Dalam konteks kepentingan akademik, mari kita bandingkan dengan praktek jual-beli ijazah, atau bahkan plagiasi karya. Menurut saya adalah sama-sama penyakit. Rekayasa dalam sebuah tradisi keilmiahan (baca: penelitian) untuk tujuan tertentu adalah sesuatu yang diharamkan karena melalaikan nilai obyektivitasnya,dan hanya akan menjadikan pendidikan Indonesia dalam konteks pembelajaran sastra Indonesia semakin ruwet dan tidak menyehatkan. Itulah barangkali argumentasi mengapa gelar akademik Tim 8 (yang punya gelar akademik sesuai) harus dicabut karena dianggap telah melakukan kejahatan akademik. Bayangkan anak-anak sekolah akan membaca buku tersebut. Guru-guru pun akan tersesat setelah membaca buku tersebut ketika sampai pada nama Denny JA. Nama yang lebih tepat sebagai penumpang “gelap” sastra Indonesia. Denny JA (Pendiri Lingkaran Survei Indonesia, Konsultan Politik) tetaplah harus diposisikan sebagai bukan tokoh sastra paling berpengaruh tapi ia adalah tokoh yang paling “terpengaruhi” oleh daya evokasi sastra Indonesia sehingga ia mau mencoba-reka karya dengan label puisi-esei untuk mengkampanyekan pemikirannya dengan dukungan uang yang banyak sembari membayangkan dirinya sebagai seorang megalomania.

Berikut pernyataan Denny JA di jejaring sosial yang menunjukan ia sebagai seorang megalomania: Pada waktunya mungkin saya pergi lagi dari wilayah sastra, masuk ke wilayah lain. Mungkin saya akan berkelana ke dunia bisnis, dunia politik praktis ataupun dunia spiritual. Dan terus saya berjalan sampai berakhir liang kubur. Saya membayangkan diri saya sejenis Marco Polo tapi untuk dunia gagasan. Marco Polo datang dan pergi ke sebuah wilayah geografis. Umumnya di setiap wilayah yang ia tinggal, ia belajar dan meninggalkan sesuatu di sana. Sedangkan wilayah yang saya kunjungi bukan wilayah geografis tapi dunia gagasan dan budaya.

Mengikis Mental Akademisi Pesanan

Perlu kita sadari hasil penelitian semacam rekayasa atau pesanan apalagi ditopang oleh akurasi data dan validitas yang intuitif, hanya akan menjauhkan kita dari upaya “penyehatkan kultur pendidikan” (meminjam terminologi Prof. Sunaryo Kartadinata, pakar pendidikan dan Rektor Universitas Pendidikan Indonesia).

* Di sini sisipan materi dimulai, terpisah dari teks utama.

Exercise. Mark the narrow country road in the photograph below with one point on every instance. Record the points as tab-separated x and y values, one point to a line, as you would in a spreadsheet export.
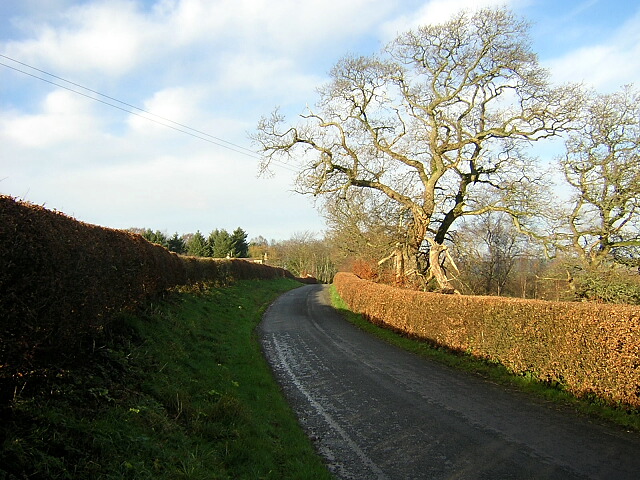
376	412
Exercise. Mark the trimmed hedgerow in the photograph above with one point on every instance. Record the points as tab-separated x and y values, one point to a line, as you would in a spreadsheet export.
61	281
588	348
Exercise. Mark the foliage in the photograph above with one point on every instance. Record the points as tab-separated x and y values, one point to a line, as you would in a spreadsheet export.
197	245
305	256
613	286
495	372
434	128
493	257
61	282
589	349
176	244
177	390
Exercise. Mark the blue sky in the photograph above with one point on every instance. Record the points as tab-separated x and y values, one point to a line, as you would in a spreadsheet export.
217	66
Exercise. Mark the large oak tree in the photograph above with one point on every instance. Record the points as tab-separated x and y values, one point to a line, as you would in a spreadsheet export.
602	165
437	123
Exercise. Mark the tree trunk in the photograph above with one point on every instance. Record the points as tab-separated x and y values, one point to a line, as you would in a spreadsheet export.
436	269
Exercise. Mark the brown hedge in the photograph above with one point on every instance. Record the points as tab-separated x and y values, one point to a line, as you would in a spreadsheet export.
61	280
588	348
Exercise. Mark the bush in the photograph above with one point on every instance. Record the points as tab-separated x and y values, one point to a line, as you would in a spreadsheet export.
587	348
62	280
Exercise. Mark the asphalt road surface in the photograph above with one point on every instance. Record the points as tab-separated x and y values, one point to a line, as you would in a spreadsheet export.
374	411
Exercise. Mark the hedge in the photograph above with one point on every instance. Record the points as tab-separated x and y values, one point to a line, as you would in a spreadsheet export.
61	280
588	348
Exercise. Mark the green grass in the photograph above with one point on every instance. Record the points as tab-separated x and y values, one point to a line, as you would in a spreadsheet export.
178	391
621	415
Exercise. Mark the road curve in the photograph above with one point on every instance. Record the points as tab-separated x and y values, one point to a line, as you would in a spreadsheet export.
377	412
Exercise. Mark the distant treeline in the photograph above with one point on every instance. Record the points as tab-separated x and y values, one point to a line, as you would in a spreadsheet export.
219	243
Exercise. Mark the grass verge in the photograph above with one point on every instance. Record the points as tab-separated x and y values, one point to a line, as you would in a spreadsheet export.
178	391
621	415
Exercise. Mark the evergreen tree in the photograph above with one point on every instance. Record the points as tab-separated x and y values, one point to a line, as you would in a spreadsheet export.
197	245
220	245
176	244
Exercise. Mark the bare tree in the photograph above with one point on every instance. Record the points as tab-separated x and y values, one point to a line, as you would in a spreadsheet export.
488	248
602	165
433	123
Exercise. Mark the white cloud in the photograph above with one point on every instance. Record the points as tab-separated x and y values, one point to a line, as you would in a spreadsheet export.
606	64
65	117
436	12
104	37
170	106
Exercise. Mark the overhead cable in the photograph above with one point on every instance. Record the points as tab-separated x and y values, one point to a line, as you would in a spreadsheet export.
140	112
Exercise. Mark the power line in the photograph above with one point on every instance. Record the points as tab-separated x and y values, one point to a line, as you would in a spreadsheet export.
166	122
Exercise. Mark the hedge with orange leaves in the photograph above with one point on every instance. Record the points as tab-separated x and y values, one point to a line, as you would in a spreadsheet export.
588	348
61	280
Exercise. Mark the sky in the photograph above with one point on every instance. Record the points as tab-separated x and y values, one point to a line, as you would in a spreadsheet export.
212	68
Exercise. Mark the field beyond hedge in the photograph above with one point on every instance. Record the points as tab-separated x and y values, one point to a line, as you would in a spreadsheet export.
589	349
176	390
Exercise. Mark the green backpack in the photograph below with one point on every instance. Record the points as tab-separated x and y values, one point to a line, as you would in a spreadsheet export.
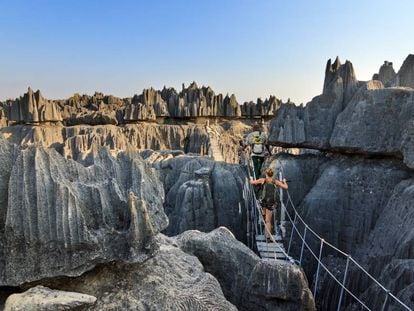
270	196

Kita tentu saja mengharapkan langgam sastra Indonesia dalam konteks pembelajaran turut serta menciptakan adab dan keadaban di ranah pendidikan. Langgam Sastra Indonesia yang menyehatkan. Maka bila ada sebuah buku kesejarahan hasil sebuah penelitian yang tidak ditopang oleh akurasi data secara ilmiah maupun metodologi yang benar, dalam konteks pendidikan,maka hasil karya atau buku pesanan rekayasa tersebut hanya memperpanjang deret keruwetan penyakit kronis pendidikan Indonesia dan ini termasuk penyesatan ilmiah. Harus diingat,terciptanya kultur pendidikan yang sehat adalah sebuah komitmen bagi para akademisi dalam menjalankan tugas pedagoginya sebagai seorang pendidik yang bertanggung jawab.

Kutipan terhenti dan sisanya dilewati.